Het is een constante. Het is een vloek. Paul van Ostaijen die goed fout zat in de Grote Oorlog kon natuurlijk niet zonder zijn spiegelbeeld Wies Moens die fout zat, niet alleen in de Eerste maar ook in de Tweede Wereldoorlog. Omdat van het een onvermijdelijk het ander komt, liep zowat de helft van de Vlaamse schrijvers in de fuik van de verheerlijking van het landleven, de andere helft liep achter de Duitsers aan. Ook waren er die de twee combineerden. En al deze lieden met hun – zou Harry Mulisch zeggen – beperkte talent, werden gesteund door machtige organisaties als het Davidsfonds. Het Davidsfonds, dat was een soort boekenclub, die verkochten hun Vlaamse Schrijvers per abonnement. Wij hadden dat thuis, gelukkig waren er boeken die mijn vader mij verbood te lezen. Geen afgrond kan diep genoeg zijn om de vergetelheid te brengen die deze producten verdienen. Maar ik dwaal af.
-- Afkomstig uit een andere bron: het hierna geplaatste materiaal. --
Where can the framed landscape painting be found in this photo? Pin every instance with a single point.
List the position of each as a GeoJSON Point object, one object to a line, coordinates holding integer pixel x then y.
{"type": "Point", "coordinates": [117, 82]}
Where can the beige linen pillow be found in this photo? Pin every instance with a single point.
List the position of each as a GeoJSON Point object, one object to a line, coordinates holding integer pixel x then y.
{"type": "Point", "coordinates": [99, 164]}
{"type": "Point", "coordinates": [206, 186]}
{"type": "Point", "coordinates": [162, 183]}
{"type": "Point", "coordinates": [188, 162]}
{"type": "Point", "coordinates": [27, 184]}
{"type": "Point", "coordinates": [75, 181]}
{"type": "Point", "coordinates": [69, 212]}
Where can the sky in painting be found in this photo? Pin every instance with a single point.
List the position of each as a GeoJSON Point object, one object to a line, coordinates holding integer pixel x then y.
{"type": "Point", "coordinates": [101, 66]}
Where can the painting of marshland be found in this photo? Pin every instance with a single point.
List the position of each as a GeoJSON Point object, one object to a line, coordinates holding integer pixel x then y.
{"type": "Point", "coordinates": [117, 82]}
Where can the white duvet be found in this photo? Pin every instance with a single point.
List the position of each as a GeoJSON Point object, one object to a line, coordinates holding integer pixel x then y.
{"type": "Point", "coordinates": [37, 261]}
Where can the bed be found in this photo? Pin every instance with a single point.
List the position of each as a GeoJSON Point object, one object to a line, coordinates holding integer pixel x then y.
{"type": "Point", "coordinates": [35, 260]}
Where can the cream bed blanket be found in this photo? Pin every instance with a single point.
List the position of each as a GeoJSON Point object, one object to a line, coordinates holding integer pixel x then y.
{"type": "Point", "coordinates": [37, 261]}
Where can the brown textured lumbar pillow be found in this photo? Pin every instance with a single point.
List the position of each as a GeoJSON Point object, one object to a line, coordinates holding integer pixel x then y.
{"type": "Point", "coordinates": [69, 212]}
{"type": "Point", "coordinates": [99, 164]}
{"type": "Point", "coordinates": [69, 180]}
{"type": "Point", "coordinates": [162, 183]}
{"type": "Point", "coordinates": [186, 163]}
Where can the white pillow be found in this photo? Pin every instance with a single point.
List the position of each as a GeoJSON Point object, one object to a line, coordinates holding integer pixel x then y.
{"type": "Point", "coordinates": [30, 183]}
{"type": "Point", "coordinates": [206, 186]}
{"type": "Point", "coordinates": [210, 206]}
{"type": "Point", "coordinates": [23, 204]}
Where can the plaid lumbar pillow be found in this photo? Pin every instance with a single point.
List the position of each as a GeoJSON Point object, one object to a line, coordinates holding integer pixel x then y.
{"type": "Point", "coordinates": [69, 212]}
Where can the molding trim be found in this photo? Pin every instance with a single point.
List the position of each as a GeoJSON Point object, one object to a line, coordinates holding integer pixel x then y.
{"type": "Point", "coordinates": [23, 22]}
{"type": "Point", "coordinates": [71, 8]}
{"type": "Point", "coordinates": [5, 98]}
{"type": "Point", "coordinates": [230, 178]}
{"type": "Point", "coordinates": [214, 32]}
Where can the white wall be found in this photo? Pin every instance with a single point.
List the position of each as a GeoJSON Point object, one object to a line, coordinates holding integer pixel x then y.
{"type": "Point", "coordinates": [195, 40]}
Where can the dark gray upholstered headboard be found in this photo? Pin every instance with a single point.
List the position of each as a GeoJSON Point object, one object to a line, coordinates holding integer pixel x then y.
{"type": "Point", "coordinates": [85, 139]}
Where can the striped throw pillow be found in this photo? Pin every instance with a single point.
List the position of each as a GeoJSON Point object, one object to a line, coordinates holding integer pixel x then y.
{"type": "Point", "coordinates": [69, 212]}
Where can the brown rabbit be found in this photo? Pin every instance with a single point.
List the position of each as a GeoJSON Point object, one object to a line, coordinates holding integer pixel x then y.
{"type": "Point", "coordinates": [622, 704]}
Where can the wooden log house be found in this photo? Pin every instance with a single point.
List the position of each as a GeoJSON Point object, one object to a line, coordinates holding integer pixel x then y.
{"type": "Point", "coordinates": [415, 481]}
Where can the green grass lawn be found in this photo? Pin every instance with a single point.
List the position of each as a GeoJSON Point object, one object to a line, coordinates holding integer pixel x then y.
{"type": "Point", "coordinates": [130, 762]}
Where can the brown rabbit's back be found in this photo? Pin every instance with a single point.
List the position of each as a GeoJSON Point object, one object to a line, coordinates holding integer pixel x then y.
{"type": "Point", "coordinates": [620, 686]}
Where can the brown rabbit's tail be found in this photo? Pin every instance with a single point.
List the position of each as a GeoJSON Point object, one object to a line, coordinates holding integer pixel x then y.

Het Davidsfonds had geen monopolie, verre van daar. Het Davidsfonds, zullen wetenschappers u vertellen, was het kwaadste nog niet. Veel slechte schrijvers publiceerden elders. Hubert Lampo en Marnix Gijsen waren modern in die tijd. Hugo Claus zou pas decennia later zijn Het verdriet van België schrijven, over de manier waarop Vlaanderen het nazisme slikte omdat het dat eigenlijk lekker vond, en hoe het collaboreerde uit onbenul en opportunisme en lafheid (en gedreven door Franstaligen met een plank voor hun hoofd). Zelf houd ik het maar op de vloek van de hertog van Alva.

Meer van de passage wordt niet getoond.